Seven girls from Maple Ridge had the chance to sing in various European cities before taking home the Children’s Choir of the World champion title at the Llangollen International Musical Eisteddfod in Wales.
The British Columbia Girls Choir is made up of 40 young singers, seven which are Ridge Meadows youth, and directed by Fiona Blackburn, a former long-time resident of Maple Ridge.
The Children’s Choir of the World title is the group’s first international prize.
“The girls and I have been working towards this top competition for a number of years,” said Blackburn.
Blackburn explained her choir had to go through an extensive audition process to be accepted into the competition.
Twelve choirs attended from 8 different countries.
The Girls Choir sung in two competitions and placed in both, taking third place in folk-song and first place in the senior children’s competition.
Maeve Whalley, Garibaldi secondary, said she was speechless when she heard the results.
“I think for any group to win a competition takes patience, responsibility, practice, and a bit of discipline,” said Whalley.
“I was really quite speechless after we won because I think that not a lot of us were expecting to win—so when we did, it was truly a dream come true.”
Blackburn said an English choir was technically fractions of a point ahead of the Girls Choir.
However, the Canadian choir was the only group to place in two categories—leading the judges to pronounce both the B.C. Girls Choir and the Hereford Cathedral Girls Choir of England as the star singers.

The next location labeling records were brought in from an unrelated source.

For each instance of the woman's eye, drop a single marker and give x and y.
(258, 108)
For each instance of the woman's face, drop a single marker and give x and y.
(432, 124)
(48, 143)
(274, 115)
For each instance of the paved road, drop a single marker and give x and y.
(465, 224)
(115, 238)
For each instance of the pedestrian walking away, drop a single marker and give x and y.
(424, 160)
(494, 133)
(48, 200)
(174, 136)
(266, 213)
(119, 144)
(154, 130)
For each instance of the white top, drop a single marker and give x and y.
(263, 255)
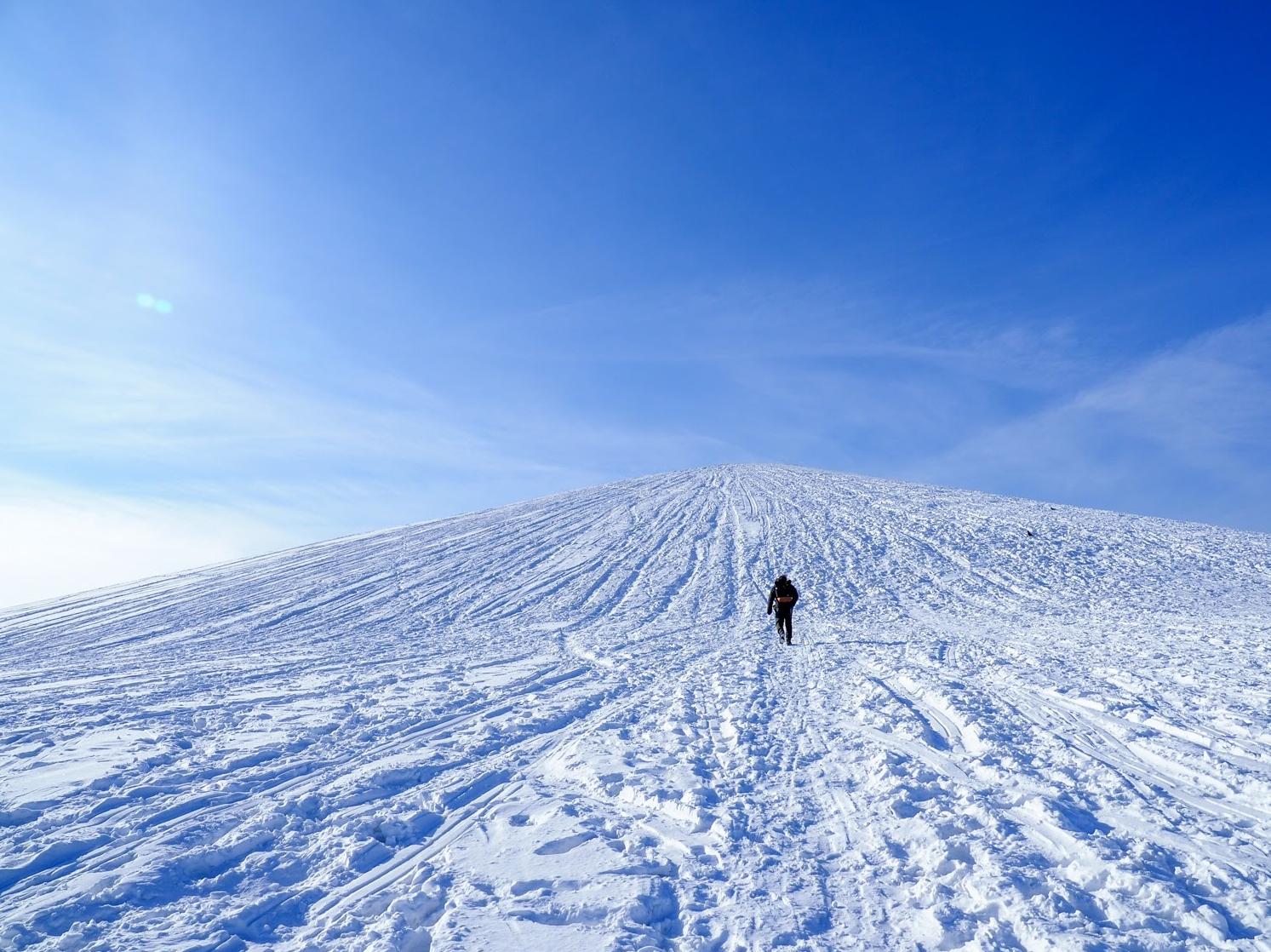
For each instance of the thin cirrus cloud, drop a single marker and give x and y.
(1180, 433)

Carly Roberts, Maple Ridge Secondary school, said preparation is key to the choirs’ success.
“I prepared for the competition not only by learning every inch of my music, but on the day of the competition, I made sure to have minimal expectations and a calm and collected attitude,” explained Roberts.
“The only thought going through my head when we walked on stage for the first time was how proud I was of the work we had done.”

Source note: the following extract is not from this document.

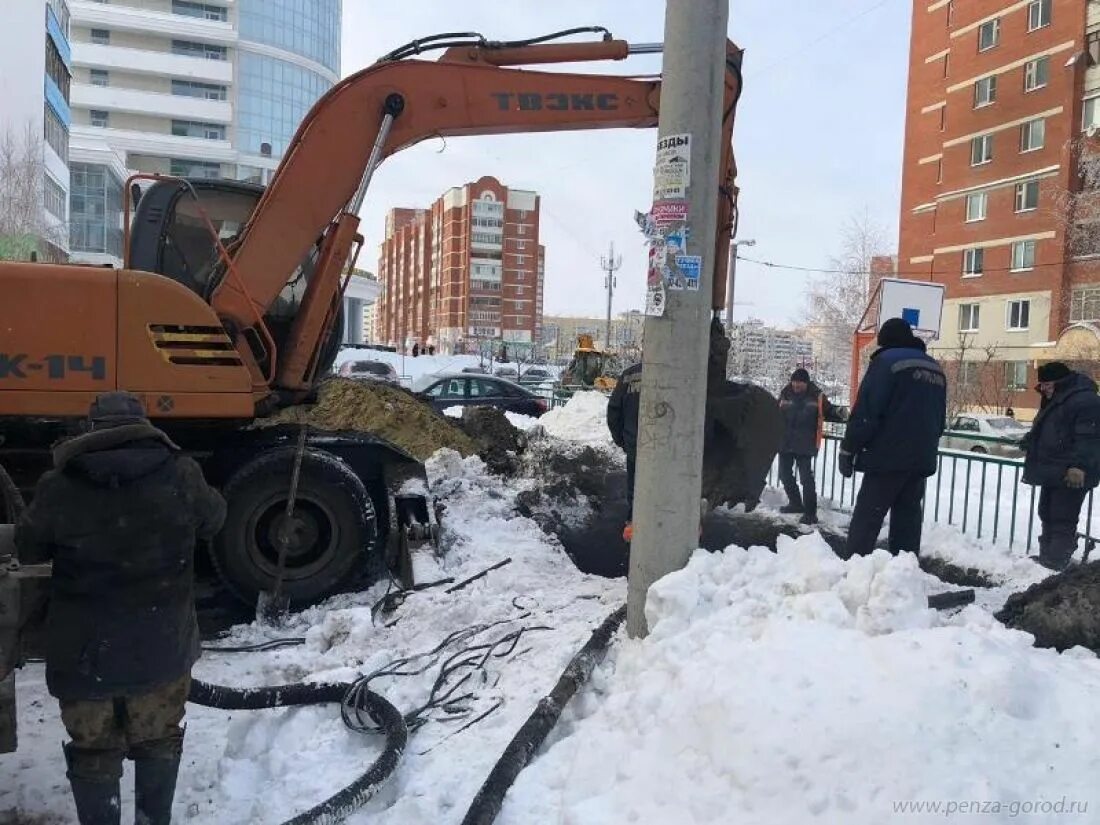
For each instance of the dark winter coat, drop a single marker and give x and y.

Blackburn said the judges were particularly impressed with the choirs’ ability to perform in four different languages, choose interesting repertoire, use great vocal control, and perform with movement and percussion.

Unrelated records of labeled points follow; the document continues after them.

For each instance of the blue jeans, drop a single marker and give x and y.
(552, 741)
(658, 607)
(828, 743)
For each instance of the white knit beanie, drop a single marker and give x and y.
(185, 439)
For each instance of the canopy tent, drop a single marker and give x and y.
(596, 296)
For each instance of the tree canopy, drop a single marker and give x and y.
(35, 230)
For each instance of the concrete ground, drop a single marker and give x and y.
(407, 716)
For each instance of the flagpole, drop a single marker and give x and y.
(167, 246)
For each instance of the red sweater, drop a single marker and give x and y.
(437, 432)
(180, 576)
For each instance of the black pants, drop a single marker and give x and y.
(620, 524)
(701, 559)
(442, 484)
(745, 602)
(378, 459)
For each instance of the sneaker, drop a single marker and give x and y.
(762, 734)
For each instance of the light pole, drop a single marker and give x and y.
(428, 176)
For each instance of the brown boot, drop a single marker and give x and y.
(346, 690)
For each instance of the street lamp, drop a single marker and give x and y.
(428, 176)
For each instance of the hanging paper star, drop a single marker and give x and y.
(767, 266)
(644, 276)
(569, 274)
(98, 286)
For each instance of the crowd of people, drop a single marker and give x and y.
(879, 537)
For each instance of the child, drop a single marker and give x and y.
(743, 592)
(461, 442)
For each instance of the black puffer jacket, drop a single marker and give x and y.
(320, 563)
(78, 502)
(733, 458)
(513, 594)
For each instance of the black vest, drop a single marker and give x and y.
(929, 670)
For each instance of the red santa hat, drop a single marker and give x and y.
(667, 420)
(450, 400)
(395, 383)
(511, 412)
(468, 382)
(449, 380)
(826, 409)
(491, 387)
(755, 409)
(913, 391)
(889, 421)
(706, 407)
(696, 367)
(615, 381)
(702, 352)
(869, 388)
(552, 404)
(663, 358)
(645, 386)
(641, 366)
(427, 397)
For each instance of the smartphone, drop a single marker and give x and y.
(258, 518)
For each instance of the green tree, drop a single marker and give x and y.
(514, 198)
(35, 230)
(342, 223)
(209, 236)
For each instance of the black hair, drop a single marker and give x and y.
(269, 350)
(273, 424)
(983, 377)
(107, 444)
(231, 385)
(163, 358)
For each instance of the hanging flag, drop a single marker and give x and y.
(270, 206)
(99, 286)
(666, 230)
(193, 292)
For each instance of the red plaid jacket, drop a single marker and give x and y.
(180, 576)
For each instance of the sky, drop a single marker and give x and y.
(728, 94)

“The girls have a special bond that comes from weekly rehearsals and a knowledge that they are preparing music that is of the highest quality,” said Blackburn.
Blackburn said after the girls age out of the choir, many continue performing in women’s choirs.
Manae Ryu, Pitt Meadows, will continue singing by joining the Zephyra Women’s Choir, which only accepts 24 singers and requires extensive choral experience.
The girls also attended the Stirling Bridge International Festival in Scotland and gave a final performance at Galway Cathedral in Ireland.
The Girls Choir was established in 2004 and offers four choir levels for girls in grade one to twelve.
Blackburn said despite directing choir for many years, each season brings new talent.
“Every new season brings an anticipation of new singers and new sounds. I know I will have at least 30 to 40 little grade one girls who are the future of this amazing organization.”